Additionally, losing skilled workers will cost you money. Millennial turnover costs a staggering $30.5 billion annually in the US. Think about that number carefully and consider that in every conversation we have, without fail, the “Great Eight,” as we like to call them, are critical to employee morale and retention.

1. Offer Fair Benefits

Competitive benefits that serve the needs of your employees can do wonders to make them stay. For example, companies can provide employees comprehensive health insurance as well as retirement and saving plans.

Additional benefits make employees feel special. For example, you can provide flexible working hours or allow people to work from home. You can also give employees other benefits such as free laundry pick-up and delivery, daycare, gym memberships to promote health and wellness. As inconsequential as they may seem, I can assure you they make a huge difference and ultimately increase company loyalty.

2. Define Their Job

To retain good employees, people need to understand their job descriptions fully. If changes have occurred, let them know as soon as possible. Be transparent, direct, and explain “the why.” Please do not, and I repeat, do not expect anyone to adapt without adequate instruction. Communication is essential to disperse important information. Remember, it is nearly impossible for employees to satisfy management if they do not know what is expected.

3. Be a Good Mentor

One of the most effective strategies to retain great workers is to establish a mentor program. Mentors can give employees a new perspective on dealing with tasks and issues and can be a conduit or outlet for championing company culture. Furthermore, an excellent mentoring program helps people feel like they belong to a closely-knit, cohesive group.

4. Pay Well

Companies must offer “competitive market conditions” compensation in today’s competitive employment market, including a robust paid time-off plan. But, frankly, times have changed. In every Retention Training class we conduct, we consistently hear that employees seek a much better work-life balance than ever before.

5. Recognize Their Efforts

Giving your employees special attention increases their self-worth and helps to make them feel valued. It also tells them that the organization appreciates their work.
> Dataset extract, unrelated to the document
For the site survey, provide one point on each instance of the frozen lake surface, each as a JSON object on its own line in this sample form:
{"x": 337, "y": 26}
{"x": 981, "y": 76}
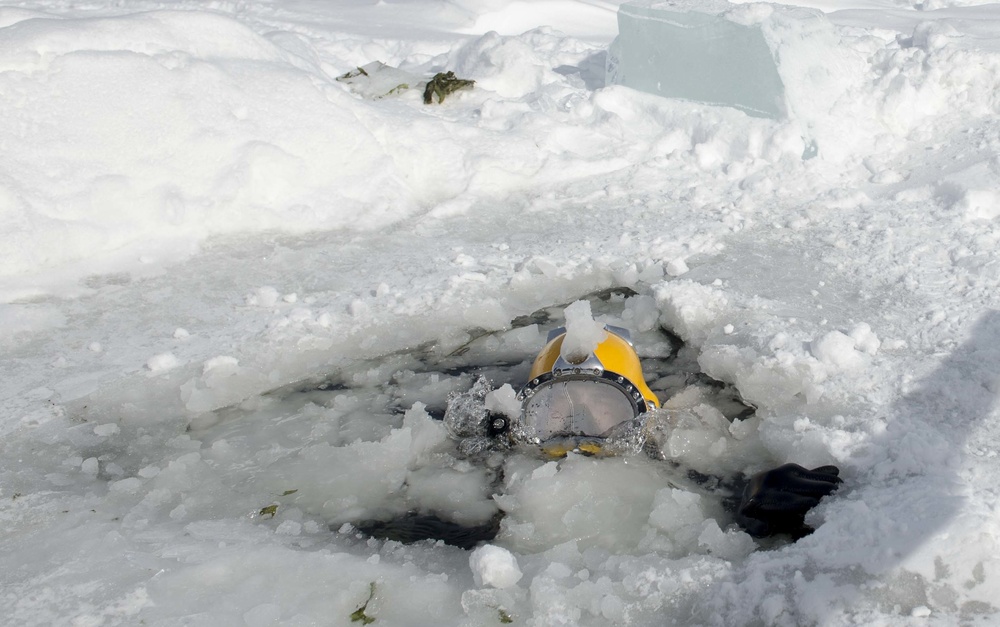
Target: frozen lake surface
{"x": 235, "y": 297}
Verbal praise is great, but it is often not enough. On the other hand, not paying attention to employees can create worker retention and team morale problems.
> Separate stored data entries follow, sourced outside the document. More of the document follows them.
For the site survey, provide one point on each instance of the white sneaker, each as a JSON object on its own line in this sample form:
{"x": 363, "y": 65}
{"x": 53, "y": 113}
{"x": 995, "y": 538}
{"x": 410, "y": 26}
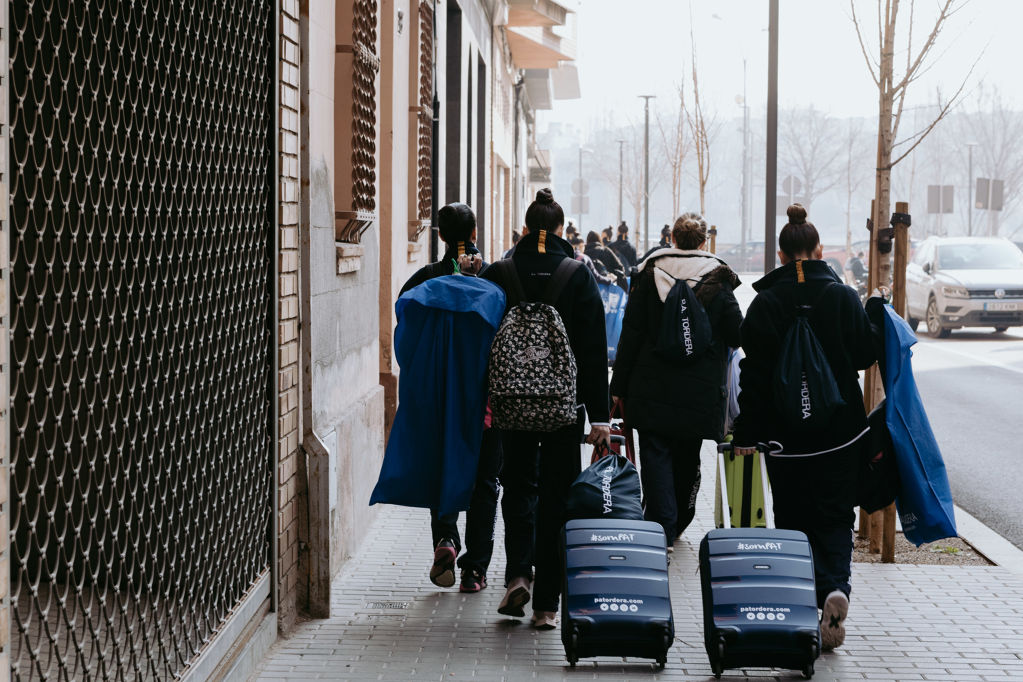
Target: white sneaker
{"x": 516, "y": 597}
{"x": 833, "y": 620}
{"x": 544, "y": 620}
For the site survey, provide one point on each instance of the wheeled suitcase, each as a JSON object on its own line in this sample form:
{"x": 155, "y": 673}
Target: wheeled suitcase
{"x": 616, "y": 599}
{"x": 759, "y": 591}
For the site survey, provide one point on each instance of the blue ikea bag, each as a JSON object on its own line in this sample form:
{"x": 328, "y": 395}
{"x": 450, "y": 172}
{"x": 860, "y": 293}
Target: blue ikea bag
{"x": 442, "y": 345}
{"x": 925, "y": 498}
{"x": 614, "y": 315}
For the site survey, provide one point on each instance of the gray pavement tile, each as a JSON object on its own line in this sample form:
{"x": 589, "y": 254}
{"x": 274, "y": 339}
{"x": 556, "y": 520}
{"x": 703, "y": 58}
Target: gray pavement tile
{"x": 973, "y": 617}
I suggest considering a reward system to incentivize workers. Programs like this do not have to be extravagant. Remember, people want to feel valued and appreciated. The key here is to be fair and consistent in how to earn rewards and how and when to celebrate.

6. Do Not Micromanage

Micromanaging is one of the worst things that a boss or leader can do. In my experience, one who exhibits the traits of a micromanager is usually either insecure in their abilities or is more interested in self-promotion than results. Take heed in sharing the spotlight. People follow leaders who create and foster environments of growth through independence. Ultimately, people want the opportunity to grow professionally and barking orders simply because you can do much more harm than good.

Your need for perfection might be driving you to micromanage. However, it would be best if you trusted that your employees could do their jobs effectively. All you need to do is set goals, monitor progress, and have clear conversations regarding accountability.

7. Provide Training

Employees want to improve their skills. As a leader, it is your job to make employees feel they are both learning and growing. Training is vital to satisfy the needs of employees and ensure a workforce that is prepared for tomorrow’s opportunities.

Although it might seem expensive and your employees might miss work time during sessions, ultimately, providing ongoing training is well worth the time and resources allocated. Employers who equip their workers with necessary training will notice improved performance because training provides workers with a better understanding of how to complete their tasks effectively. Additionally, this will also improve their confidence level and morale, as well as address their weaknesses.

8. Value Your Employees

Many employers become so busy hiring new and emerging talent that they overlook the brilliance of their present team. Keep in mind that your employees should be valued as people and not just as workers. A high employee turnover is every company’s nightmare. Not only does it require time and expense, but it also causes stress.

The demand for talented workers has never been higher, making retaining qualified workers as critical as ever.